AI-Assisted Development: My Real-World Laravel Workflow
After a year of integrating LLMs into my daily engineering practice, here's what actually works — and where AI still gets in the way of real software craftsmanship.
I’ve been writing software professionally since 2013. Over the past year, I’ve done something I never expected to do: I’ve let AI into my codebase, deliberately, strategically — and it has genuinely changed how I work.
But not in the way the hype cycle suggests.
The honest picture
AI coding tools don’t replace engineering judgment. What they do — when used correctly — is compress the gap between thinking and typing. That matters enormously when you’re shipping a product, managing a deadline, or just trying to get a proof-of-concept in front of a stakeholder by end-of-day.
My stack: Laravel 12, Vue 3, Flutter 3.x. Here’s where AI earns its keep.
Where it actually helps
Boilerplate and scaffolding. Laravel’s expressive API means there’s still a lot of ceremony around setting things up: migrations, factories, form requests, policies. I now dictate the shape of a resource to GitHub Copilot in a comment and let it draft the migration and factory. I review, adjust, done. Time saved: real.

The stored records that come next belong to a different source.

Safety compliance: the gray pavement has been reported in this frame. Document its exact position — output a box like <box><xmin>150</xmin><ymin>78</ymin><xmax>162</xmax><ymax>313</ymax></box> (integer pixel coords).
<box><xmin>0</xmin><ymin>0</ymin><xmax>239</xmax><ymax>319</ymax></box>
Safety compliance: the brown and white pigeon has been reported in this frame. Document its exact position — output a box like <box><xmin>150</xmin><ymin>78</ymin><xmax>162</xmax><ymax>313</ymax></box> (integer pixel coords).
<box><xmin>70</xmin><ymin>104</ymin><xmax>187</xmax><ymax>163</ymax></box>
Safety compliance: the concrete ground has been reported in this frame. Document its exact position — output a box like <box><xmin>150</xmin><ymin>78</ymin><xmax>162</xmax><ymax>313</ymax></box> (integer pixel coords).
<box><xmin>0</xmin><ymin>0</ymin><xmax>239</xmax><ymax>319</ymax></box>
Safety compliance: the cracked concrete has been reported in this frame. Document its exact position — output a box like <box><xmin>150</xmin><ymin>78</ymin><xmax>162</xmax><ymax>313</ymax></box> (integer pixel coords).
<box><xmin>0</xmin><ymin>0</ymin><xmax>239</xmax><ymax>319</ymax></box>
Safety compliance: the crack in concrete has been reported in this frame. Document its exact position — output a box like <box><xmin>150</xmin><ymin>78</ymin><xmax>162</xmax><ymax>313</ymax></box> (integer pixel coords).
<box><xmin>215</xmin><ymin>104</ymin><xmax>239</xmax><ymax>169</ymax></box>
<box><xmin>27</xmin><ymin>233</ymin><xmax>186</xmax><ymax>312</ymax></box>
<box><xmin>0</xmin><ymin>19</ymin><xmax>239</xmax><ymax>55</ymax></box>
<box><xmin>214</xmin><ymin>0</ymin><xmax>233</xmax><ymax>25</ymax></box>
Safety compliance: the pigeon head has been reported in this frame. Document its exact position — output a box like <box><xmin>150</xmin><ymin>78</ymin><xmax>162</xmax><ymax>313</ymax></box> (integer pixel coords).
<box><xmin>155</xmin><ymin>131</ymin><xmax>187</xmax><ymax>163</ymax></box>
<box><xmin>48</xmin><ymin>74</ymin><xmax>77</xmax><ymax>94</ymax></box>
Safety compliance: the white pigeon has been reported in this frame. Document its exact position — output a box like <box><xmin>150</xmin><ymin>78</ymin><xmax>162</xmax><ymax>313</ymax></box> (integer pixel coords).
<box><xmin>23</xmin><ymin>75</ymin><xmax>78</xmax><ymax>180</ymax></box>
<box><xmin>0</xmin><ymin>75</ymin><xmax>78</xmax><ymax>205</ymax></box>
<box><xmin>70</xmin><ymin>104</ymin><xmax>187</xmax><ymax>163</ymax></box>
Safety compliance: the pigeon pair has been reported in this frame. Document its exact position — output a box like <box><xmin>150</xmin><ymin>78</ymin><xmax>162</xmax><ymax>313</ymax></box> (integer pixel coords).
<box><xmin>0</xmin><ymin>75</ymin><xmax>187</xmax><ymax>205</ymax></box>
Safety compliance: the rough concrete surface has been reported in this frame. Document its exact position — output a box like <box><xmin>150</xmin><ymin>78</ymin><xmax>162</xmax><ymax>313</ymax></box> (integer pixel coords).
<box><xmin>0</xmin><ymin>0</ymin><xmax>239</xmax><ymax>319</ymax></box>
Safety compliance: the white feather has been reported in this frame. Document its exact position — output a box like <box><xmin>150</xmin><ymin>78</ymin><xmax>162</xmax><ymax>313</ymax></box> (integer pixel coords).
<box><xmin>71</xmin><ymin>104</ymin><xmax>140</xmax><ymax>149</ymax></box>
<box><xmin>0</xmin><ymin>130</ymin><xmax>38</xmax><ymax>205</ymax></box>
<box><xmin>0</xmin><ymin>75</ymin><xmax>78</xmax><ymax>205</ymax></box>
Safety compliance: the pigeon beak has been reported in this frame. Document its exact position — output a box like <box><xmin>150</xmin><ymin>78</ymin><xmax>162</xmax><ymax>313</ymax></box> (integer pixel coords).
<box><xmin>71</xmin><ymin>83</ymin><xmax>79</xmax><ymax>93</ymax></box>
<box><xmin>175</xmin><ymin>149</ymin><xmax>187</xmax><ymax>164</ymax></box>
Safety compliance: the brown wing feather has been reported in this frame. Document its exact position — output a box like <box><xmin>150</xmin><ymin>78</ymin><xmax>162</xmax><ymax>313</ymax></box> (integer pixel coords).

RAG pipelines. I recently integrated a semantic search feature into a client project using Pinecone and the OpenAI embeddings API. Building the ingestion pipeline — chunking documents, generating embeddings, upserting vectors — is mostly plumbing code. AI wrote 80% of it; I audited the logic, added proper error handling, and wrapped it in Laravel jobs with retry logic.
Test generation. Writing Pest feature tests is one of those tasks that’s repetitive enough to be painful but important enough to never skip. I describe the happy path and the edge cases in a comment; Copilot drafts the assertions. My job becomes reviewer, not typist.
Where it falls apart
AI is confidently wrong about:
- Application architecture. It will happily suggest putting business logic in controllers. Always. Every time. You have to fight it.
- Security-sensitive code. Never accept AI-generated auth logic, raw SQL construction, or anything touching user permissions without a thorough audit. The model has no stake in your production system.
- Domain-specific requirements. When a client has unusual business rules, AI has no context. It’ll generate plausible-looking code that fundamentally misunderstands the domain.
The workflow I’ve settled on
- Design first, generate second. Sketch the interface (class names, method signatures, return types) before touching Copilot. The model completes your intentions; it doesn’t replace them.
- Generate in small units. Ask for one method, not an entire service class. Smaller units are easier to review and less likely to contain subtle logic errors.
- Always read the diff. Every single line. No exceptions.
- Delete aggressively. AI tends toward verbosity. Every generated block of code is a starting point, not a final draft.
The deeper question
The developers who will thrive in this environment are the ones who understand why code is structured the way it is — not just how to produce it. AI raises the floor (less grinding boilerplate) while keeping the ceiling exactly where it always was (good architecture, good judgement, good taste).
That’s not a threat. It’s genuinely exciting.
Use the time you save on scaffolding to think harder about the problems that actually matter.